Physical and chemical properties
  Amantadine is also known as tricyclodecanamine. Slightly soluble in water, soluble in chloroform, melting point 180-192 °C (sealed). White crystalline powder, odorless and tasteless. Stable to light and air, soluble in 2.5 times water, soluble in 5 times ethanol, 18 times chloroform, insoluble in benzene and ether.
  In addition to the prevention and early treatment of Asian influenza A-11, it can also be combined with antibiotics to treat sepsis and viral pneumonia, and has fever-reducing effect. It also has an anti-tremor paralysis effect.
Amantadine production status
  China's amantadine was first developed and marketed by Northeast Pharmaceutical General Factory in 1971. At present, the main domestic manufacturers are Northeast Pharmaceutical General Factory, Zhejiang Kangyu Pharmaceutical, Zhejiang Dier Chemical, etc., of which Zhejiang Kangyu Pharmaceutical has an annual output of 300 tons, with a market share of about 45%.
Synthesis method
Synthesis method - synthesis of amantadine from bromoadamantane
The second synthesis method - amantadine synthesis by reducing nitro with zinc powder
A synthesis method - hydrazine hydrate reduction nitro method to synthesize amantadine
Method: The method of synthesizing amantadine from bromoadamantane is still the main process for the industrial production of amantadine, which can be seen in the industrial production line, at present, it has irreplaceable advantages. Therefore, on this basis, if the production process can be improved as much as possible, the amount of bromine can be reduced or other bromine-containing substances that can replace bromine can be found for halogenation reaction, so as to reduce environmental pollution as much as possible, if at the same time can provide better reaction selectivity and yield, it will produce better profits and promote the rapid development of amantadine production. As described in the above experiment, in the existing process, the full and uniform contact between adamantane and bromine as much as possible will facilitate the reaction with high selectivity and high yield, and if the boiling point of the solvent is too low in the reaction, the reaction will not be able to proceed.
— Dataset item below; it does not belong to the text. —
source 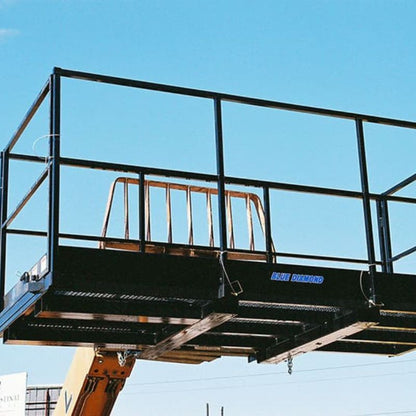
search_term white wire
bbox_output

However, the yield of this reaction is not too high, and it is quite different from the other two methods.
The second method: the reduction of 1-nitroadamantane by zinc powder reduction method is relatively simple, the reaction speed is faster, and the yield is high, but the metal sludge produced will cause serious pollution.
The third method: hydrazine hydrate reduction method hydrazine hydrate is a carcinogen, which also has toxic and pollution problems.
By improving the second method, the amorphous alloy catalyst is used for hydroreduction reaction, which realizes multiple applications, reduces production costs, and the used waste catalyst can be recycled into other nickel compounds to achieve green environmental protection and pollution-free production, which is used by domestic manufacturers.